Steigende Betriebskosten für Chiphersteller
Die Aktien von TSMC, Samsung Electronics und SK Hynix – wichtige Zulieferer von KI-Chips – haben seit Beginn des Konflikts stark geschwankt und fielen zeitweise zwischen 9 % und 22 %. Mit einem Anstieg der Ölpreise um mehr als 40 % in diesem Jahr dürften die Betriebskosten für Chipfabriken und Rechenzentren steigen.
Morningstar schätzt, dass die Energiekosten etwa 3 % bis 6 % des prognostizierten Umsatzes für 2025 von TSMC, Samsung und SK Hynix ausmachen. Phelix Lee merkt an: "Sollte der Krieg sich verlängern, könnten diese Kosten erheblich steigen", und fügt hinzu, dass ein Großteil der Last angesichts des knappen Angebots an KI-bezogenen Chips letztendlich an die Kunden weitergegeben werden könnte.
Rohstoffrisiken jenseits der Energie
Neben den Energiekosten bestehen auch Risiken für kritische Halbleiter-Rohstoffe wie Helium und Brom. Katar liefert fast ein Drittel des weltweiten Heliums, ein Nebenprodukt der LNG-Produktion, das für die Halbleiterfertigung unerlässlich ist. Eine längere Abschaltung der LNG-Produktion könnte die Heliummärkte verknappen, die Chipherstellung beeinträchtigen oder im schlimmsten Fall den Fabrikbetrieb vorübergehend zum Erliegen bringen.

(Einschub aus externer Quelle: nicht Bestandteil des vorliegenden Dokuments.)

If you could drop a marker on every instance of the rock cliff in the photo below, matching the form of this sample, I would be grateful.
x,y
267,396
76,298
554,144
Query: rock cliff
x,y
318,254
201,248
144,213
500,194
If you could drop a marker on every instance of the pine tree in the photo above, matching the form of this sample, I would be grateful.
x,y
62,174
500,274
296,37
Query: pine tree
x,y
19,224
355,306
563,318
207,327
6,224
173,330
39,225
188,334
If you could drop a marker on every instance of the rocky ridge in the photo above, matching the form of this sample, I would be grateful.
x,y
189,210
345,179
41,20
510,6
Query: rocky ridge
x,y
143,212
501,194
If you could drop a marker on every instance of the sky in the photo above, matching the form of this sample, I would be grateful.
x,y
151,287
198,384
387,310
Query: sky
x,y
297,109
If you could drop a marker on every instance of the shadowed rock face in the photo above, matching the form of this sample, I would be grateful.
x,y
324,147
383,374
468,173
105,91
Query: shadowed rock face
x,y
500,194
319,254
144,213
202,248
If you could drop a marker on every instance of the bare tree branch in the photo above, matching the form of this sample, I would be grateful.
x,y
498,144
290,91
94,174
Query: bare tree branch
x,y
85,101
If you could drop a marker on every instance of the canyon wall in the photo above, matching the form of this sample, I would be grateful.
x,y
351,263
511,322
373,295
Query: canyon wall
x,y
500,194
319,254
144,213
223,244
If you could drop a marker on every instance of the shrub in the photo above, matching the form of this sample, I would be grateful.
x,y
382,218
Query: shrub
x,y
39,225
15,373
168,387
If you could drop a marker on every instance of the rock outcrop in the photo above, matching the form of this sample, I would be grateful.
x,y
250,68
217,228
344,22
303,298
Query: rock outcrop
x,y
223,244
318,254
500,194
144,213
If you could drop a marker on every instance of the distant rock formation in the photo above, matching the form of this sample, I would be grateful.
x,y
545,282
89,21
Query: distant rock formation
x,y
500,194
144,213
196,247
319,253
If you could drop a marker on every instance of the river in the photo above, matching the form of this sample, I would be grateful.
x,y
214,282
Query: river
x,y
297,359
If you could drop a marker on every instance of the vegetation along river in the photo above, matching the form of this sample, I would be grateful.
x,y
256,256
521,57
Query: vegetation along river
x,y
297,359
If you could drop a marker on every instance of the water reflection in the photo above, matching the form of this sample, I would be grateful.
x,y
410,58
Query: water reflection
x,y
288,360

Brom stellt ein geringeres unmittelbares Risiko dar, da 98 % der Bromversorgung Südkoreas aus Israel stammen und die Lieferungen relativ stabil bleiben, so Lee. Er warnt jedoch: "Restrisiken bleiben bestehen, da eine schwere Eskalation oder Ausweitung des Krieges die Bromversorgung destabilisieren und möglicherweise auch die Lieferung von Speicherchips beeinträchtigen könnte."